Kimileri için çok acı olabilir, ama gerçekler hep böyle değil midir? Acıtır: Son 50 yılın Türk edebiyatı hiçbir şey anlatamadı. İnsanı yazamayan bir edebiyattı. Anlatmaya kalktıkları canlı insanlarımızı temsil etmiyordu. Kurmaca ve kukla şeylerdi. Eğer kısaca özetlemek gerekirse, böyle bu. Oysa somut gerçeklik (mekân) büyük olanaklar içeriyordu. Toplumsal kalkışma, edebiyatta bir hareketi, bir aşkınlığı tetiklemedi. Ekmeğini bu havuzdan çıkaranlar oldu gerçi. Bu sitede Semih Gümüşgillere dikkat çekmiştik.(**) Onların egemenliğinde de devam ediyor zaten. Tabii bazı devrimci arayışların ve atılımların hakkını yemeyelim. Ancak onların etkili ve kalıcı olamadıkları çok açık.

12 Eylül kuşağı yazılamadı. Elbette yazılanlar var.
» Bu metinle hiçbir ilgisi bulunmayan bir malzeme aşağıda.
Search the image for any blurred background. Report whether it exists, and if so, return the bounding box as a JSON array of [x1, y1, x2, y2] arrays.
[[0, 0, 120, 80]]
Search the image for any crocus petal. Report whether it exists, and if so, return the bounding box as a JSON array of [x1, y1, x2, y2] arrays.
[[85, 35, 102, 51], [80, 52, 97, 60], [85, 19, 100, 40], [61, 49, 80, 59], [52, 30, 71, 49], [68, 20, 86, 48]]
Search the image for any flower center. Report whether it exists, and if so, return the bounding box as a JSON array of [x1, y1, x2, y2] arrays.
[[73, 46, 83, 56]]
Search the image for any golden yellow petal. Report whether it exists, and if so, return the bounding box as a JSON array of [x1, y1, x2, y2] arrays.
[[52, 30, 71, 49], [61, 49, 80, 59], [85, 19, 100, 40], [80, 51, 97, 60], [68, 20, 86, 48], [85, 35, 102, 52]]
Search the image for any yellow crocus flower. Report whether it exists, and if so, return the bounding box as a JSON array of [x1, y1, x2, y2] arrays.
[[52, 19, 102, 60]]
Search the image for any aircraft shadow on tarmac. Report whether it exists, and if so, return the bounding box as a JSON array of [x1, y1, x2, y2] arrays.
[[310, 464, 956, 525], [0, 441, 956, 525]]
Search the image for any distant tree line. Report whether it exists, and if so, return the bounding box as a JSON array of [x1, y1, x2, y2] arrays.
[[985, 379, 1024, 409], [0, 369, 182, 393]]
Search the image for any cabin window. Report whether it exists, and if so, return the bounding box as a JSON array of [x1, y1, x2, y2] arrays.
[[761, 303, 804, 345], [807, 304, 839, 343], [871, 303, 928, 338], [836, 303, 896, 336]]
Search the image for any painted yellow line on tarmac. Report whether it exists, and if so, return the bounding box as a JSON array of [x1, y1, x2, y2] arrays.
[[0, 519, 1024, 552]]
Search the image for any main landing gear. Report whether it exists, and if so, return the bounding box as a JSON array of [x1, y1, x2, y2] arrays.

Hatta bazıları çok önemli. Ama bir genelleme yaparsak, etkileri olmadığını söylemek durumundayız. Yazıldığını iddia edip Ahmet Altangilleri masaya sürenler olacaktır; onları biliyoruz. Hepsinin özeti: 1975-1980 arası devrimci kuşak, biraz geniş tutarak söylersek 1952-1962 doğumlu devrimciler, edebi bir aşkınlığa konu olamadılar. Kendi içlerinden devrimci ve etkili bir edebiyat çıkaramadılar, onları anlatan bir sonraki kuşak da çıkmadı. Tam bir çıkmaz sokak.

1975 yılı: Aradan 50 yıl geçince bunun sancıları daha bir görünür oluyor. Sevindirici olan, edebiyat dışı kitaplarla o müthiş on yılın mücadele insanlarının konu edilmesidir. Gerçi Latife Tekin ve Ahmet Altangiller hemen edebiyata sardırmıştı gençlerin devrimci direncini ve kirletmişlerdi bütün gericilikleriyle. Sonra zaman değişti. 1970’ler kuşağının 12 Eylül’e gerekçe olan gençlerin, özellikle bazı önder kadroların yaşamı, direnci, son yıllarda edebiyat dışı (“nonfiction”) yapıtları tetikledi. Art arda sosyalist eğilimli yayınevleri biyografi ağırlıklı kitaplarla o kuşağın olağanüstü gençlerini, o muhteşem mağlupları, direnen önder kadroları işliyor. Buzdağının görünen kısmını yani…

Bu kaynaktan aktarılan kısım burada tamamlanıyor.